On 13 Jul 2020, at 14:18, Michael Paquier <michael@paquier.xyz> wrote:

That sounds like a good idea with an extra qual in the first part of
the inner CTE, if coupled with a check to make sure that we never
get a NULL result. Now there is IMO an argument to not complicate
more this query as it is not like a lot of tuples would get filtered
out anyway because of a NULL set of values?
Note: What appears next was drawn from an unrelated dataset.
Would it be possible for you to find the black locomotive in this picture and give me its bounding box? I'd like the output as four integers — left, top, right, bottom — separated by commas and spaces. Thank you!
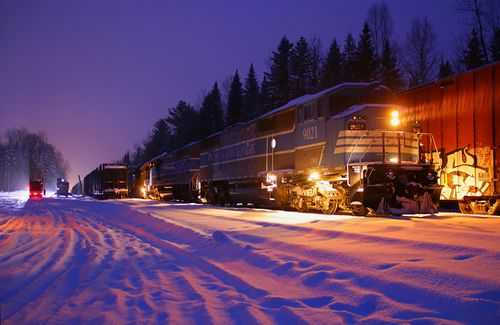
138, 82, 441, 215
83, 164, 128, 199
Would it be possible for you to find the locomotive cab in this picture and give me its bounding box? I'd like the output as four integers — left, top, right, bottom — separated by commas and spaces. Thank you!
336, 105, 441, 215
I don't have strong
feelings for one approach or the other, but if I were to choose, I
would just let the code as-is, without the change in the CTE.

I don't have strong opinions either, both approaches will work, so feel free to
go ahead with the proposed change.

cheers ./daniel

#8Michael Paquier
michael@paquier.xyz
In reply to: Daniel Gustafsson (#7)

On Tue, Jul 14, 2020 at 12:18:41PM +0200, Daniel Gustafsson wrote:

I don't have strong opinions either, both approaches will work, so feel free to
go ahead with the proposed change.

Thanks. I have just gone with the solution to not change the query,
and applied it down to 9.5. Please note that I also maintain an older
version for 9.4 and 9.3, that has the same problem:
https://github.com/vmware/pg_rewind

So I'll go fix it.
--
Michael